- Organization(s): University of Virginia School of Engineering and Applied Science, The Multiscale Muscle Mechanophysiology (M3) lab
- Known for: Muscle, computer modeling, imaging, biomechanics
- Title: Professor in Biomedical Engineering and Professor in Mechanical and Aerospace Engineering (Courtesy)

= Silvia Blemker =

Silvia Salinas Blemker is a Full Professor in Biomedical Engineering at the University of Virginia. Her research focuses on characterizing the structure and properties of muscle tissue through biomechanical modelling. She is the principal investigator of the Multiscale Muscle Mechanophysiology (M3) lab at the same university.

Additionally, she is co-founder and Chief Scientific Officer (CSO) of Springbok Analytics, which focuses on analyzing MRI data of muscle tissue using AI. She is from Lawrence, Kansas.

==Education==
Blemker completed a Bachelor of Science in Bioengineering and Biomedical Engineering in 1997, followed by a Master of Science in the same field in 1999, both from Northwestern University in Illinois. She subsequently obtained a Ph.D. in Mechanical Engineering in 2004 from Stanford University.

==Academic career==
After obtaining her PhD, Dr. Blemker became an Assistant Professor in Biomedical Engineering and Mechanical & Aerospace Engineering in 2006, followed by an Associate Professorship in the same subjects in 2012 at the University of Virginia. In 2018, she was promoted to a Professorship, with the additional subject of Orthopaedic Surgery also at the University of Virginia.

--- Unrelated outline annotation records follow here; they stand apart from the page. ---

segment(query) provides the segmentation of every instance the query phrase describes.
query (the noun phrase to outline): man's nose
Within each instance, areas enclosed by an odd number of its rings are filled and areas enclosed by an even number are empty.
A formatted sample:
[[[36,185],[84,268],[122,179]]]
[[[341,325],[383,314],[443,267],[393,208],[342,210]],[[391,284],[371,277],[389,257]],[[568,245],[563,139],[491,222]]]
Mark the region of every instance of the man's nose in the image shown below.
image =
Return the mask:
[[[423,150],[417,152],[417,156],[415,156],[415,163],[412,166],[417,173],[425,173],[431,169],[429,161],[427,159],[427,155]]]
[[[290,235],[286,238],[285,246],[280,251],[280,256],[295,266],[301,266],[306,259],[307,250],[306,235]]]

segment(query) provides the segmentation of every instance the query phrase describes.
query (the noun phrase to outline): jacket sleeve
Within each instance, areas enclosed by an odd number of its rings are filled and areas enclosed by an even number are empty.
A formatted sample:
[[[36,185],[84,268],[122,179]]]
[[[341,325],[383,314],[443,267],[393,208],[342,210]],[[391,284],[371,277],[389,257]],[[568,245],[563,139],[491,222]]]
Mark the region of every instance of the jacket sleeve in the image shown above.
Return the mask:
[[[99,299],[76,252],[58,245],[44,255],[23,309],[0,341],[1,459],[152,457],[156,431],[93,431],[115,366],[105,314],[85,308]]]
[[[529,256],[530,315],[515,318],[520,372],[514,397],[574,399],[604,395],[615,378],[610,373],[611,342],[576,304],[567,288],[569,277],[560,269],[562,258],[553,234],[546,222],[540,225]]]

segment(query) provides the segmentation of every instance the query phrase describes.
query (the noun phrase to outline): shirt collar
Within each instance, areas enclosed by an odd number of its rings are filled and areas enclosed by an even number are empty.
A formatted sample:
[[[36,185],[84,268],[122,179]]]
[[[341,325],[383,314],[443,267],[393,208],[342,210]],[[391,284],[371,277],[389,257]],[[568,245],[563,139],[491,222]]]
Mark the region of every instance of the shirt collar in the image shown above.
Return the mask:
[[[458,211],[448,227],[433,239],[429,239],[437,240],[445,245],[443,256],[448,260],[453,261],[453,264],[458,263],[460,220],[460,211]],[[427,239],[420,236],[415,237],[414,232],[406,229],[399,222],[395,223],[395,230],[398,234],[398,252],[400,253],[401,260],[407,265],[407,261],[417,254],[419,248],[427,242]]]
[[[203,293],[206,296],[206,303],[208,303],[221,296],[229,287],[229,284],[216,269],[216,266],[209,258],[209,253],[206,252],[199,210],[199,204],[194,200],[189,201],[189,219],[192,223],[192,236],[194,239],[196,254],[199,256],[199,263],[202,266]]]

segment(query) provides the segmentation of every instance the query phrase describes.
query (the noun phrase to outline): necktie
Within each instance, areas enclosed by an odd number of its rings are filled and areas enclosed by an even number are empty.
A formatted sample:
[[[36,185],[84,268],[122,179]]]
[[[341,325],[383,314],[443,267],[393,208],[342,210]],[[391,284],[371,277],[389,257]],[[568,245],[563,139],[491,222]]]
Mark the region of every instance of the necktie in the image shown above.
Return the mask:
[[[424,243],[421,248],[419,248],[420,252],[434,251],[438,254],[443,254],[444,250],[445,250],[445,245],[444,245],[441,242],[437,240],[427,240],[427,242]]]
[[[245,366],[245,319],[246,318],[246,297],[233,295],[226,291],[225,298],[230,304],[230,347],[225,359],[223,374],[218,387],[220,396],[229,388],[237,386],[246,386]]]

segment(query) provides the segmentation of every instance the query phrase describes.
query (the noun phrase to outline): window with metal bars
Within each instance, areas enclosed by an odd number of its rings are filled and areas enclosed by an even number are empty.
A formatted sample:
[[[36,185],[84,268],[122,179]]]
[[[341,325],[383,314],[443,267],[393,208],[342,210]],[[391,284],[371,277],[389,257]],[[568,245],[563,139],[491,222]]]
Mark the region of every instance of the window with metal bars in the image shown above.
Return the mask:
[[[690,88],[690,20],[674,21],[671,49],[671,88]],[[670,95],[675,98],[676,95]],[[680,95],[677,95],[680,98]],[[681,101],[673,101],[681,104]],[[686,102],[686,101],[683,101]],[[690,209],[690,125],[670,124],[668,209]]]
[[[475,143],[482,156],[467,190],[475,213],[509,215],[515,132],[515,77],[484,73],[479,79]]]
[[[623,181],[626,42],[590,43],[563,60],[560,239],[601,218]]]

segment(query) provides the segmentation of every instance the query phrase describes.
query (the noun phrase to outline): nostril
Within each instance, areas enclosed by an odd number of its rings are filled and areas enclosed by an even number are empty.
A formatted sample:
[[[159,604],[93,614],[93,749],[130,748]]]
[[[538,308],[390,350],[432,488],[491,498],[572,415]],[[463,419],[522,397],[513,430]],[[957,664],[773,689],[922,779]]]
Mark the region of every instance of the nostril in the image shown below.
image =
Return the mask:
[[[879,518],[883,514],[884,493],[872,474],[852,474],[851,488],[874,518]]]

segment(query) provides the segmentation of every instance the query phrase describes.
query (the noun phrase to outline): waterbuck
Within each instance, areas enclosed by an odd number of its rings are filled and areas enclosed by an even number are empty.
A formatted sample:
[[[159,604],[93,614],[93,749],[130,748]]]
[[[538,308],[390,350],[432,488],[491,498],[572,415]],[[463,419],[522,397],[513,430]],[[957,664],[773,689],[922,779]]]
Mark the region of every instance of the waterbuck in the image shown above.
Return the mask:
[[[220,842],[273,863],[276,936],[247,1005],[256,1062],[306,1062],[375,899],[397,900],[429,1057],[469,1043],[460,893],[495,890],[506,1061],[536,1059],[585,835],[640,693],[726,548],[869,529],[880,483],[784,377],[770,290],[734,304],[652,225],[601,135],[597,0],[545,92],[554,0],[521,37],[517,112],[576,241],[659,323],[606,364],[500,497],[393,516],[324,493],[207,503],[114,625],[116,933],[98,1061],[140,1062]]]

In 2024, she was elected as a fellow within the National Academy of Inventors in recognition of her ability to turn research into useable tools and especially the work she is doing with Springbok Analytics in relation to the analysis MRIs using AI and her further research into using muscle disease biomarkers to improve diagnostics.

== Industry career ==
In 2013, Dr. Blemker co-founded Springbok Analytics. Springbok Analytics' mission is to make muscle health "understandable and actionable, empower clinicians, researchers, and performance professionals with precise muscle health insights" to support decision-making. The technology used provides "objective, validated AI-powered muscle insights for research, performance, and proactive health". Essentially Dr. Blemker and her team developed a repeatable, MRI-based method for tracking muscle health, quantifying individual muscle quality, fat infiltration, and symmetry, providing precise, actionable data at the individual muscle level. This technology is FDA-cleared and supports high-resolution muscle segmentation and analysis.

==Research==
Dr. Blemker’s research focuses on modeling the structure and function of skeletal muscle using imaging and computational techniques to study muscle mechanics, injury, and rehabilitation. Dr. Blemker's research leverages experimental and computational models in interest to characterize relationships between muscle structure, biomechanical properties, biology, and function with the goal to develop new musculoskeletal disease treatments. Dr. Blemker runs the Multiscale Muscle Mechanophysiology ("M3") laboratory at the University of Virginia. The ultimate goal of this laboratory is to improve treatments and quality of life for individuals suffering from muscle-related clinical problems.